UW Bioengineering Ph.D. program alumnus Alex Jiao’s startup Silene Biotech wants to help you to grow a new heart or liver – in case those organs fail later in life. Jiao, who completed his Ph.D. in Assistant Professor Deok-Ho Kim’s lab, co-founded the company with a novel idea: offer consumers a way to store their cells, and retrieve them to use later for regenerative medicine applications and personalized medicine.
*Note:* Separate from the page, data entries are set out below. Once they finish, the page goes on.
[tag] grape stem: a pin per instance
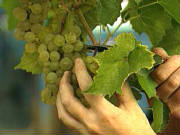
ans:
(86, 26)
(110, 34)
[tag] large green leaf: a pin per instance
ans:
(171, 42)
(9, 5)
(147, 83)
(160, 115)
(149, 18)
(29, 62)
(117, 63)
(172, 7)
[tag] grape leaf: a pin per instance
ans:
(160, 115)
(171, 41)
(9, 5)
(147, 83)
(29, 63)
(108, 11)
(135, 86)
(101, 11)
(152, 20)
(117, 63)
(172, 7)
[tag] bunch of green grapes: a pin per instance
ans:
(41, 25)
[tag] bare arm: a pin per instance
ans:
(167, 75)
(102, 118)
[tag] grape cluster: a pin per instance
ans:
(40, 25)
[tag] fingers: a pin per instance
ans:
(67, 119)
(72, 105)
(161, 52)
(174, 101)
(83, 77)
(167, 88)
(84, 80)
(161, 73)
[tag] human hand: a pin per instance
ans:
(102, 118)
(167, 76)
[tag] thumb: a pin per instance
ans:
(161, 52)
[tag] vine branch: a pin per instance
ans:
(110, 34)
(86, 26)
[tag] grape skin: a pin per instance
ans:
(20, 14)
(68, 48)
(30, 48)
(54, 56)
(66, 64)
(51, 77)
(78, 46)
(29, 37)
(70, 38)
(57, 50)
(36, 8)
(42, 47)
(19, 34)
(44, 56)
(59, 41)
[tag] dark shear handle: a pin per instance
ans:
(98, 48)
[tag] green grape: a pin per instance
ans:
(36, 8)
(20, 14)
(59, 73)
(35, 18)
(36, 28)
(54, 66)
(59, 41)
(42, 34)
(68, 48)
(54, 56)
(48, 38)
(76, 29)
(30, 48)
(74, 80)
(46, 96)
(44, 56)
(52, 47)
(24, 25)
(24, 3)
(70, 38)
(54, 89)
(69, 55)
(42, 47)
(51, 78)
(46, 70)
(89, 59)
(93, 67)
(19, 34)
(76, 55)
(78, 46)
(29, 37)
(66, 63)
(46, 63)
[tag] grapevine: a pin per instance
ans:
(56, 33)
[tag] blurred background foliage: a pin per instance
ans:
(21, 110)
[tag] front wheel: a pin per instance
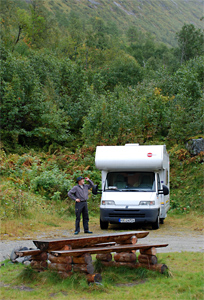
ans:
(103, 225)
(155, 225)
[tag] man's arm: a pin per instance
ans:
(71, 194)
(91, 184)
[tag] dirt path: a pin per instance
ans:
(181, 240)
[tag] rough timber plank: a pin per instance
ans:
(28, 252)
(119, 248)
(90, 241)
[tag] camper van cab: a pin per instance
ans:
(135, 184)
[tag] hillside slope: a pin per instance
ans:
(162, 18)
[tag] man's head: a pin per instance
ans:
(80, 180)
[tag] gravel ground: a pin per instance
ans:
(182, 240)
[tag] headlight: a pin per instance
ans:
(108, 202)
(147, 203)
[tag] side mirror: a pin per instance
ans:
(95, 190)
(164, 191)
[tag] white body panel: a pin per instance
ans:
(133, 158)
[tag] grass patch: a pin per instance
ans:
(185, 282)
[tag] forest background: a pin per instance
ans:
(72, 80)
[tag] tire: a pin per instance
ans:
(155, 225)
(103, 225)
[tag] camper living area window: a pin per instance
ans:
(130, 181)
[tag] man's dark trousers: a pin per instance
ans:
(81, 207)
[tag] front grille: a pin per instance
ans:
(127, 214)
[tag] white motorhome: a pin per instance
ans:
(135, 184)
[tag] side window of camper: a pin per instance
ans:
(158, 182)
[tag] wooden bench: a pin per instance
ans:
(74, 254)
(88, 241)
(115, 248)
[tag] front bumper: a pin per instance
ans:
(140, 215)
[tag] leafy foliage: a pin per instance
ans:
(69, 83)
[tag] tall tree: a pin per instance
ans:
(190, 42)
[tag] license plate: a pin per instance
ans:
(127, 220)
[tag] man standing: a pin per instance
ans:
(79, 193)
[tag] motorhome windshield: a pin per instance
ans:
(130, 181)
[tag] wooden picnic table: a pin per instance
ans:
(88, 241)
(117, 248)
(74, 254)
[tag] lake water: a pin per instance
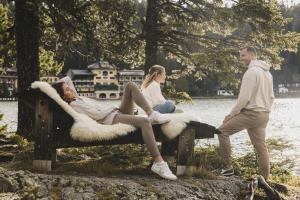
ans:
(284, 122)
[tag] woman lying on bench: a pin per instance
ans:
(124, 114)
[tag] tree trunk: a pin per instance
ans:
(151, 34)
(27, 43)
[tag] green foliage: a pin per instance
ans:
(48, 64)
(7, 46)
(2, 127)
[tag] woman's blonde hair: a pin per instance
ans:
(153, 72)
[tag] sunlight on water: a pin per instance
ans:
(284, 121)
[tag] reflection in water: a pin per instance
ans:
(284, 121)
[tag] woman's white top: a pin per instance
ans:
(92, 108)
(153, 94)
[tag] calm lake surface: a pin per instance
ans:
(284, 122)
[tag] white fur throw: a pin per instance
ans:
(86, 129)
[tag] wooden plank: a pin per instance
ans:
(186, 145)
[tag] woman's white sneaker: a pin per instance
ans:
(158, 118)
(163, 170)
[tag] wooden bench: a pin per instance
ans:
(52, 131)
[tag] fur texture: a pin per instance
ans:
(86, 129)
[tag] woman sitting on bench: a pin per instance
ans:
(152, 92)
(124, 114)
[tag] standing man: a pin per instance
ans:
(251, 112)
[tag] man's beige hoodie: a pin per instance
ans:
(256, 91)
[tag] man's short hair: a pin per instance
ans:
(249, 49)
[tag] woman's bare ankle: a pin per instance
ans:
(158, 159)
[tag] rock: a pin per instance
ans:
(28, 185)
(6, 185)
(9, 196)
(42, 192)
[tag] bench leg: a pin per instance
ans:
(44, 152)
(44, 159)
(168, 147)
(185, 149)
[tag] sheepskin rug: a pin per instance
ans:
(86, 129)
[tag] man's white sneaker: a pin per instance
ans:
(157, 118)
(163, 170)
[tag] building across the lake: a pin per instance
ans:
(105, 80)
(136, 76)
(83, 81)
(49, 79)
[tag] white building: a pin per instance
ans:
(83, 81)
(136, 76)
(105, 80)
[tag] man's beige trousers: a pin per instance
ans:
(255, 123)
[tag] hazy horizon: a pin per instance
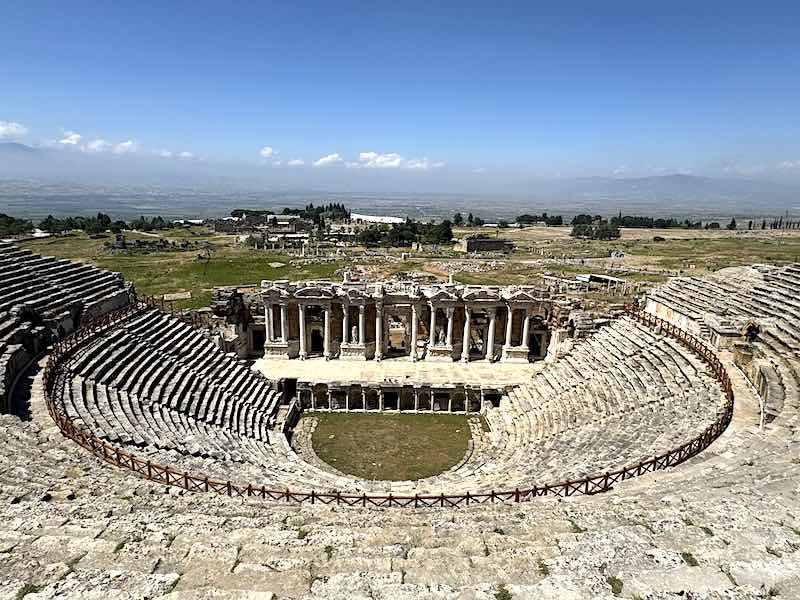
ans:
(419, 97)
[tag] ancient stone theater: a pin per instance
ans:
(148, 453)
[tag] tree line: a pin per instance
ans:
(403, 235)
(332, 211)
(100, 223)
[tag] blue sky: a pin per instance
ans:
(479, 89)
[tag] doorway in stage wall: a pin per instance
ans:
(317, 341)
(398, 335)
(259, 336)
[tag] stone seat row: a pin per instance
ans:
(220, 392)
(130, 384)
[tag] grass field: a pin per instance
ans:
(173, 271)
(391, 447)
(689, 251)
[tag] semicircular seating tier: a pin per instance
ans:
(41, 298)
(162, 388)
(720, 309)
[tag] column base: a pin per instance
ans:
(515, 354)
(357, 352)
(440, 354)
(279, 349)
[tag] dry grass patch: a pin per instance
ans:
(391, 447)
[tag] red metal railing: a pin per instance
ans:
(56, 375)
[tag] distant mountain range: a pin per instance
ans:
(664, 195)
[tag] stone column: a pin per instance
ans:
(509, 323)
(414, 319)
(432, 328)
(284, 323)
(378, 333)
(269, 321)
(466, 336)
(450, 311)
(301, 311)
(326, 336)
(490, 340)
(526, 329)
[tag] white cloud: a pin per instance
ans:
(745, 170)
(789, 164)
(97, 145)
(373, 160)
(392, 160)
(11, 130)
(126, 147)
(70, 138)
(328, 160)
(423, 164)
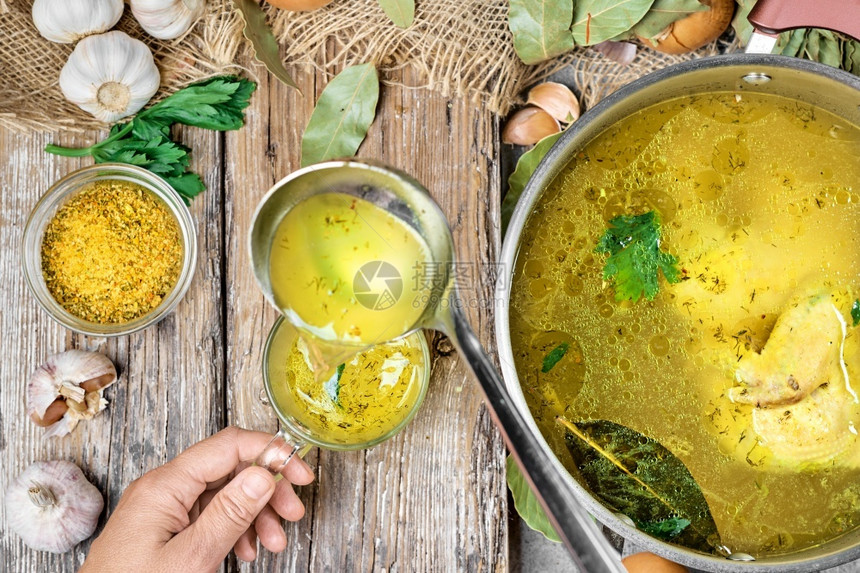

Silene Biotech, which was initially named miPS Labs, focuses on induced pluripotent stem cell (iPS) technology. These cells are engineered in the lab from an adult’s white blood cells. Like embryonic stem cells, iPS cells can become any type of cell in the body, from tissue to whole organs.

However, as people age, their cells become vulnerable to damage, which affects their ability to convert into iPS cells. The startup aims to help people collect and store their cells earlier in life, and use them decades in the future as new treatments become available.

The startup has partnered with Bloodworks Northwest to collect samples of customer’s blood. The blood will be processed by Bloodworks and stored at a facility in Indianapolis – far from Seattle’s threat of earthquakes.

The miPS team won the second place prize in the 2016 UW Health Innovation Challenge and the 2015 UW Business Plan Competition “Best Idea for the Future” prize. The startup is a member of the 2017 TechStars Seattle class.